That’s it, you’re ready to start using Git!

6.2 Local First

Sometimes you already have code on your computer that you want to turn into a Git project. As mentioned, this is a pretty easy problem to solve. You will still need to go through the same repository structure steps and decisions as above, so I recommend going back if you’ve just skipped ahead to here, but assuming you’ve already covered that material, the first thing you need to do is turn your local repository into a Git repository.

6.2.1 Git Client

If you have a Git client installed, such as GitKraken, it’s not too hard to turn an existing directory into a Git repository, before pushing to GitHub. First, open GitKraken and enter cmd+I/ctrl+I to open up the “Init” window. From here, navigate to “Local Only”, which tells GitKraken that you want to turn a directory local to your computer into a Git repository. Ensure that your “Initalize in” Path is in the correct parent directory (for me, I keep my repositories in ~/Documents/Repos). Now just enter the name of the directory you would like to turn into the repository and click “Create Repository”.

This will not overwrite your file, just add the necessary Git components and add the .gitignore, LICENSE.md (if selected), and a blank README.md (if you haven’t already created one) as your first commit. All other files will be added (i.e., git add .), ready to be staged and committed, though we’ll explain what this means in more detail shortly.

From here, you need to connect your local repository to GitHub. In GitKraken, open up the repository (if it didn’t open automatically after creating), and click on the sidebar button labelled “REMOTE”.

From here:

  • Select GitHub
  • Choose your account (assuming you have linked GitKraken with GitHub)
  • Choose the repository name you’d like for GitHub (I’d recommend the default, which is your local repository’s name)
  • Add a quick description
  • Select the level of visibility you would like
Note

I would leave “Remote Name” as origin as lots of standard commands refer to origin, so it’ll make your life easier if you have to troubleshoot things later on in your Git adventures

And that’s it.

6.2.2 No Git Client

Firstly, go install a Git client if you are learning Git - you’ll save yourself a lot of time and heartache when it comes to the day-to-day of using Git. But if you’re insistent that you need to use the command line at this stage, or just are interested in understanding what commands your GUI is performing, carry on reading.

From here, your code will vary slightly depending on whether you set up Git using SSH or PAT token, but the structure is generally the same.
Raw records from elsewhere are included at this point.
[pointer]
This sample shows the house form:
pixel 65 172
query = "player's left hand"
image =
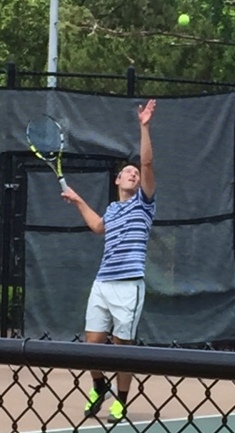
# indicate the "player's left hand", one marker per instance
pixel 145 113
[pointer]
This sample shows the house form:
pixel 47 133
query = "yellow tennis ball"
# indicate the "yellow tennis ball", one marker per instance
pixel 183 20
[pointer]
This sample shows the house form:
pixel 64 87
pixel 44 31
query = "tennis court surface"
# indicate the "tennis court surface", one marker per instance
pixel 208 424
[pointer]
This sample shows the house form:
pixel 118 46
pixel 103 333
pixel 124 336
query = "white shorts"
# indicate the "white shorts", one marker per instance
pixel 115 306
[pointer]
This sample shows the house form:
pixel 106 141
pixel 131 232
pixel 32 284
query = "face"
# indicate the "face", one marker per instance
pixel 129 179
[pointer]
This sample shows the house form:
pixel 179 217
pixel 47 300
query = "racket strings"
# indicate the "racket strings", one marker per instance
pixel 45 136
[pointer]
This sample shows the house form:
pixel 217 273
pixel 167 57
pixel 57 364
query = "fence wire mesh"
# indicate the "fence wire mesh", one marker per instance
pixel 48 399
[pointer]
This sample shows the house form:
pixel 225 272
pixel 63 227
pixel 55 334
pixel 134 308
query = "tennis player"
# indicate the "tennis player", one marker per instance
pixel 117 295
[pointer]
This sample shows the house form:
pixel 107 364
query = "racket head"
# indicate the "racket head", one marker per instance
pixel 45 137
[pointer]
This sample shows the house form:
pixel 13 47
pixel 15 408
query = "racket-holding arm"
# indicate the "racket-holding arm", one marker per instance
pixel 63 183
pixel 93 220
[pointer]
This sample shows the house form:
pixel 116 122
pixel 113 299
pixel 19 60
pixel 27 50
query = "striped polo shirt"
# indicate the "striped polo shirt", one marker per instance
pixel 127 226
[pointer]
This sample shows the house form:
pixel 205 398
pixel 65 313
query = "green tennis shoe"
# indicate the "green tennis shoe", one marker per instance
pixel 96 400
pixel 117 412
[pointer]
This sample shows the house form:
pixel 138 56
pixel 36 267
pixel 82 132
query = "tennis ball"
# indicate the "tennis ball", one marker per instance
pixel 183 20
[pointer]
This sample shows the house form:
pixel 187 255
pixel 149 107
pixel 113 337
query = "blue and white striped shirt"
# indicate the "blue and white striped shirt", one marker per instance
pixel 127 226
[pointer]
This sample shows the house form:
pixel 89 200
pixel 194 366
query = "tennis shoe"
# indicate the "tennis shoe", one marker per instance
pixel 96 400
pixel 117 412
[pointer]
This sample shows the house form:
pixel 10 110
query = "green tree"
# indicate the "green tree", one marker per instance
pixel 106 36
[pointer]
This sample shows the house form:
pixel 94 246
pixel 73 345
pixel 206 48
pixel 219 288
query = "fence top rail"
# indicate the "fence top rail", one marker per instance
pixel 107 357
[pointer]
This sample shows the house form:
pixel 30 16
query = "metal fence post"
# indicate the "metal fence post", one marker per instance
pixel 11 75
pixel 131 81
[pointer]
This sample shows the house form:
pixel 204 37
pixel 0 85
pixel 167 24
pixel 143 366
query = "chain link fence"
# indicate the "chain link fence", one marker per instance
pixel 43 398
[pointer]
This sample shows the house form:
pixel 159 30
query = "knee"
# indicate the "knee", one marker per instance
pixel 95 337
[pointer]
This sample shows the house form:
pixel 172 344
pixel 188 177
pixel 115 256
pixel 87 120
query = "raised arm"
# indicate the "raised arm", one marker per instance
pixel 93 220
pixel 146 151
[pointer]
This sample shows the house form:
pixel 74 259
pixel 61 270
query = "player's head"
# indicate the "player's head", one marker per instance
pixel 128 178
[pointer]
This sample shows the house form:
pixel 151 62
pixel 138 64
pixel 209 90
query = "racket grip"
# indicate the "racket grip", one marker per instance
pixel 63 184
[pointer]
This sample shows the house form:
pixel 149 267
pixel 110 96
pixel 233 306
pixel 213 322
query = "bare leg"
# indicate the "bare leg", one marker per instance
pixel 96 337
pixel 123 379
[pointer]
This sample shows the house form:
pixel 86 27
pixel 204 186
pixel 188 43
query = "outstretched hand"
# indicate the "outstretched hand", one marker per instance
pixel 145 113
pixel 70 195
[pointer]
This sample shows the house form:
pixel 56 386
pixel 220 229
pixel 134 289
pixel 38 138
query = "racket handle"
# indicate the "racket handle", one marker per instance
pixel 63 184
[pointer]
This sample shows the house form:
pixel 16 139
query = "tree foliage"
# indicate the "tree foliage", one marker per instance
pixel 106 36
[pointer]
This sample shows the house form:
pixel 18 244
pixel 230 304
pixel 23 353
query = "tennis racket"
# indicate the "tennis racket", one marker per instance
pixel 46 141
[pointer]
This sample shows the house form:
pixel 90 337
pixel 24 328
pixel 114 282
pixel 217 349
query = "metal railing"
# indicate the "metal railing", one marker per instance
pixel 130 84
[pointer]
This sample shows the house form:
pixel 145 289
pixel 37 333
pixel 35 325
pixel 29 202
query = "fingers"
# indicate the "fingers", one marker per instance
pixel 151 104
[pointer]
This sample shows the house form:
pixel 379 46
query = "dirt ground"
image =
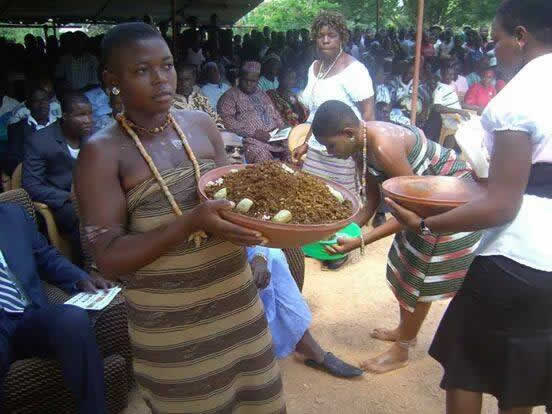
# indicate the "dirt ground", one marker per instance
pixel 346 306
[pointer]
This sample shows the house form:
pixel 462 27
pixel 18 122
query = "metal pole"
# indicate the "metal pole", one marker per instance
pixel 173 10
pixel 377 15
pixel 416 82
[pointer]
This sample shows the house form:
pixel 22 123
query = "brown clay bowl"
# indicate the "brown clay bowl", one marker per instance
pixel 283 235
pixel 431 195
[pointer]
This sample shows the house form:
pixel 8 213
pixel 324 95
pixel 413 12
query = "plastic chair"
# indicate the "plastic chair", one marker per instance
pixel 36 385
pixel 54 235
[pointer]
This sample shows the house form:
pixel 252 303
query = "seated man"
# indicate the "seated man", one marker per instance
pixel 29 326
pixel 215 87
pixel 38 117
pixel 50 155
pixel 288 314
pixel 248 112
pixel 54 109
pixel 188 95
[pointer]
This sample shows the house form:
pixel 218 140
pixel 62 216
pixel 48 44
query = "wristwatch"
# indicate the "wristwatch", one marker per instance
pixel 424 230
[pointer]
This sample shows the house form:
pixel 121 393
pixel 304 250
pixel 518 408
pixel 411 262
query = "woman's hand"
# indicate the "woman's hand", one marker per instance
pixel 207 218
pixel 407 218
pixel 344 245
pixel 298 153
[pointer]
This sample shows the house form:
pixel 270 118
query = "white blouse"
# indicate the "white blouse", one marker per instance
pixel 350 86
pixel 523 106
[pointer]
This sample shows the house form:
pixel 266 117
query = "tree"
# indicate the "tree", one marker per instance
pixel 282 15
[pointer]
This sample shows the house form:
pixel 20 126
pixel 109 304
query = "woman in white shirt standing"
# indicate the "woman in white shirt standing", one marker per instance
pixel 496 336
pixel 335 76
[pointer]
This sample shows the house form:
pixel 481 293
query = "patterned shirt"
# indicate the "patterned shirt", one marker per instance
pixel 197 102
pixel 245 114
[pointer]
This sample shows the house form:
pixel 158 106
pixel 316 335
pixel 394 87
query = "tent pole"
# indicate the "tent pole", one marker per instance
pixel 377 15
pixel 416 81
pixel 173 10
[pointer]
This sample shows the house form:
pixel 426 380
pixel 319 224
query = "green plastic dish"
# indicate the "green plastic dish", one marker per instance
pixel 316 250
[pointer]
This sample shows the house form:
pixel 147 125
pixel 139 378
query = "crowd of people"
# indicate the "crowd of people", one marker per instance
pixel 124 125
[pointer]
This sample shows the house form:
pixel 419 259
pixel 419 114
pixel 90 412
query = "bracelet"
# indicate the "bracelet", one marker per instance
pixel 262 256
If you already have code, you can ignore echo ... in step 2 as you have files Git can track (though you should add a README.md!), and replace README.md with the file(s) you wish to track.

  1. Open a terminal/Git Bash command line in your directory
    • All the following commands should be entered in the terminal from within the directory
  2. You will need to turn your local directory into a git-tracked repository
    • Git will not track a completely empty directory, so you need to first add a file
    • echo # PROJECT_NAME > README.md
    • git init
  3. add and commit the README.md file to the Git history so you have something to push to GitHub
    • git add README.md
      • Use git add . to track all the files in a repository with changes e.g. if you have existing code in a folder that you are converting into a Git repository
    • git commit -m "Initialize project with README"
  4. Rename your default branch to main
    • git branch -M main
  5. Connect your local repository to your GitHub repository
    • For PAT token setup
      • git remote add origin https://github.com/arnold-c/psu-intro-to-git.git
    • For SSH setup
  6. push your commit to GitHub
    • git push -u origin main
  7. Navigate to GitHub, and edit the visibility of the repository if desired
    • By default, GitHub will publish the repository as public access

If you already have a Git repository on your local computer, but for some reason haven’t connected it to a remote (e.g, GitHub) you can do so by following commands 4-7 inclusively.